Фрекен Бок была мертва. Она была возмутительно мертва – как канцелярский стол в Шведской лиге сексуальных реформ.
В прихожей уже стояла крышка гроба, тоже возмутительно гладкая и белая, такая белая, что на ней хотелось написать химическим карандашом какое-нибудь слово.
Малыш сидел в своей комнате на кровати и уныло смотрел в серое стокгольмское небо. Из-под кровати выползли интересные журналы – теперь им некого было бояться. В журналах было всё: и арбузные груди, и мальчик – мечта поэта. Но теперь Малышу было не до них. Всё было плохо, ужасно плохо – и виноват был только он сам.

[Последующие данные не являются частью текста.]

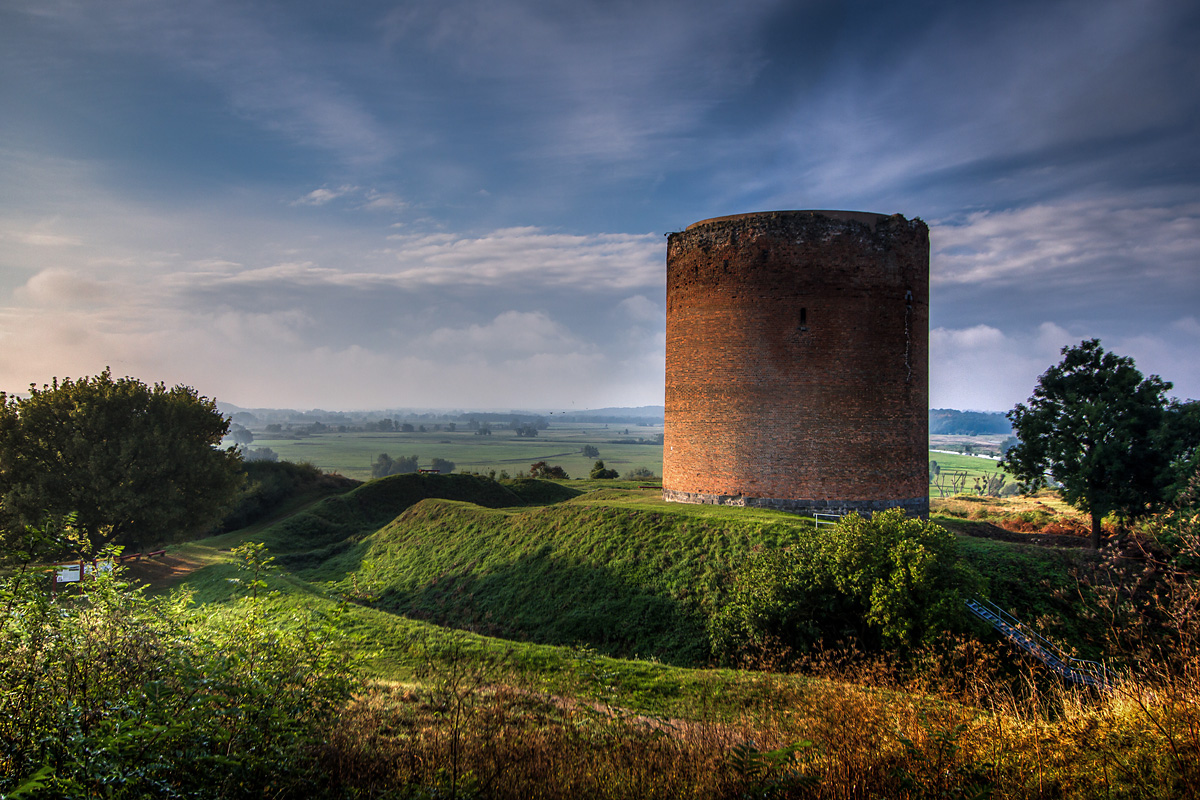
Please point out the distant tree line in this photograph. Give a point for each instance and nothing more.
(385, 465)
(967, 423)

Перед смертью фрекен Бок призвала его к себе, и сказала, что драгоценности царевны Анастасии, что она вывезла из сожженного большевиками Петербурга, спрятаны в банке с вареньем.
На кухне, и правда, когда-то стояло двенадцать банок. И все двенадцать Малыш, воспользовавшись болезнью фрекен Бок, вынес на лестницу.
Кто теперь ел это варенье – было непонятно. Чьи зубы хрустнули, прикусив изумруд «Граф Панин» в чайной ложке – было решительно неизвестно.